With just two domestic races in 2022 to his name, and with his 40th birthday approaching, you might forgive Mo Farah for considering retirement. However Britain’s most decorated track and field athlete has confirmed that he will be competing in the 2023 London Marathon.

'I've had an amazing career, won four Olympic gold medals, represented my country for many, many years,' he said. 'But what keeps me going is that I love what I do. It's been tough the last three years with injuries, but honestly I do love it, and when I'm out there running I'm in such a good mood.'

This April’s London marathon will be his first at the distance since 2019, after having to withdraw from last October’s race just days before with a hamstring injury. Last year he raced just twice, winning the Big Half but coming second to Aldershot, Farnham & District’s Ellis Cross in the Vitality 10km.

Farah’s athletics career has been garlanded with multiple victories but his marathon career has perhaps not quite lived up to the early promise – breaking the British record at his first marathon in London 2018, and then victory at Chicago the same year, setting a then European record of 2:05:11. In 2019 – the last year he raced over the distance – he finished fifth at London and eighth in Chicago. In 2020 he took part at the elite-only marathon, pacing fellow Brits Jonny Mellor and Ben Connor – who also will run in this year's race – to Olympic qualifying times, but as a pacer, naturally did not complete the full distance.
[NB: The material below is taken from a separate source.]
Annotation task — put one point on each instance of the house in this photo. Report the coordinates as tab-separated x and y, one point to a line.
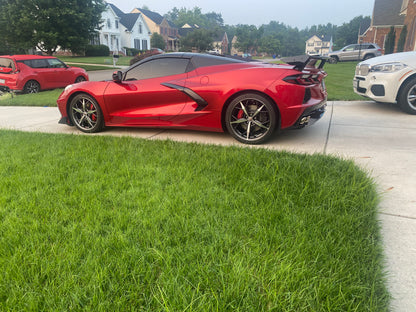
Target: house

His European record has also subsequently been lowered to 2:03:35 by his friend and training partner, Bashir Abdi.

However he clearly still feels he has unfinished business over 26.2 miles. 'I’m very proud of what I have achieved,' he said. 'I just want to give myself one more shot and see what I can do. But I've got nothing to prove.'

Farah’s name may be the big crowd draw, but he leads a stellar British field. Eilish McColgan, the Commonwealth Games 10,000m champion, makes her debut over the distance, after overcoming fuelling problems which led to her postponing her debut last October. The domestic women's field also includes the second and fourth fastest UK marathoners of all time – Jess Piasecki – who ran 2:22:25 at last year’s Seville Marathon and Charlotte Purdue, whose PB of 2:23:26 was set at the 2021 London Marathon.

Purdue will be hoping to dust off the bad luck she has recently suffered from, after being forced to withdraw from London last October with illness, and testing positive for Covid after DNF-ing the World Championships marathon in the summer in Oregon – a rare DNF for a very gutsy runner.

The men’s field also contains another promising debut, that of Emile Cairess. Cairess recently won a silver medal at the European Cross Country championships, behind Jakob Ingebrigtsen and actually holds, joint with Sir Mo Farah, the British 10K record (27:44). Also in the men's field is last year's top British finisher, Weynay Ghebresilasie, plus Tokyo Olympian and athletics fan favourite Chris Thompson.